Location
- 1-23-18 World East Building Shibuya, Tokyo, 150-0002 Japan 35°39′44.4996″N 139°42′8.892″E﻿ / ﻿35.662361000°N 139.70247000°E

Information
- Former name: Atmark Inter-High School^{[citation needed]}
- Type: Private school
- Established: April 2000
- Website: www.inter-highschool.ne.jp

= Tokyo Inter-High School =

Tokyo Inter-High School is a primarily online international high school based in Tokyo, Japan. It was founded in 2000. Students who enroll in Tokyo Inter-High School are able to earn an American high school degree from anywhere in the world as long as they have access to a stable internet connection. Traditionally, in-person classes are offered for students who live in Tokyo on their campus located in Shibuya. The American degree is offered through Alger Learning Center & Independence High School located in Sedro-Wooley, Washington. In addition to an American diploma, students can also apply to receive a Japanese diploma.
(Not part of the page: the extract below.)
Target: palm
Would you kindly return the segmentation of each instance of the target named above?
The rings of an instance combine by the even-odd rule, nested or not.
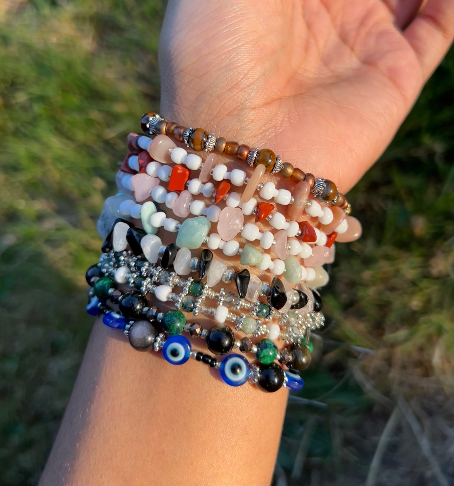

The school primarily caters to two types of students, students who wish to pursue special activities during their high school years that would be impossible at a traditional school, such as a student who wishes to pursue a career in ballet and must relocate to a foreign country, and students who wish to pursue a collegiate career in a foreign country. Students are able to create their own curriculum, allowing them to effectively use their time spent training their skills as school credits towards their graduation.